This report is based on work by our partners at FactCheck.org, a nonpartisan project of the University of Pennsylvania's Annenberg Public Policy Center.
Millions watch the first presidential debate Thursday night as President Barack Obama and Republican challenger Mitt Romney talked about how they could improve health care and the economy.
But FactCheck.org found that both sides were guilty of exaggeration and false claims and that there were many repeated claims that stretched the truth.
Obama's take on Romney's tax plan: “And this is where there's a difference, because Governor Romney's central economic plan calls for a $5 trillion tax cut.”
“When President Obama says that Governor Romney is going to provide a $5 trillion tax cut, he’s really only telling half the story," said FactCheck.org Deputy Director Rob Farley. "Governor Romney proposes a 20 percent across the board income tax cut and to abolish the state taxes.”
But Romney still hasn't described in detail how he's going to accomplish his revenue-neutral plan without raising taxes on the middle class or without increasing the deficit.
Obama's claim that he'd only raise taxes on upper income people to where they were under Bill Clinton: "But I have said that for incomes over $250,000 a year, that we should go back to the rates that we had when Bill Clinton was president.”

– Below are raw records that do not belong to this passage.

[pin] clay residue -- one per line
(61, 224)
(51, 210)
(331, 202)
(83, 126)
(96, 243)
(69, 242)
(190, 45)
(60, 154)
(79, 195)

Farley said: “What President Obama is leaving out there is there are new taxes in the healthcare law specifically that would target high-income earners. So in fact, they would be paying a higher rate than they did under President Clinton.”
Romney on the deficit under the Obama administration: “The president said he'd cut the deficit in half. Unfortunately, he doubled it.”
Farley said: "When Romney accuses the president of doubling the deficit, he’s stretching the truth a bit. Obama inherited a $1.2 trillion deficit when he came into office. Now, the president increased that to a $1.4 trillion deficit. So he hasn’t doubled it.”
These were just a few of the misleading claims flagged by FactCheck.org. And they may have sounded familiar.
“As fact checkers, we’ve heard these claims over and over again," Farley said. "So there wasn’t a whole lot new in last night’s debate. And we’re hearing these things over and over again in speeches and in ads.”
So don't be surprised when you hear similar claims in the remaining debates.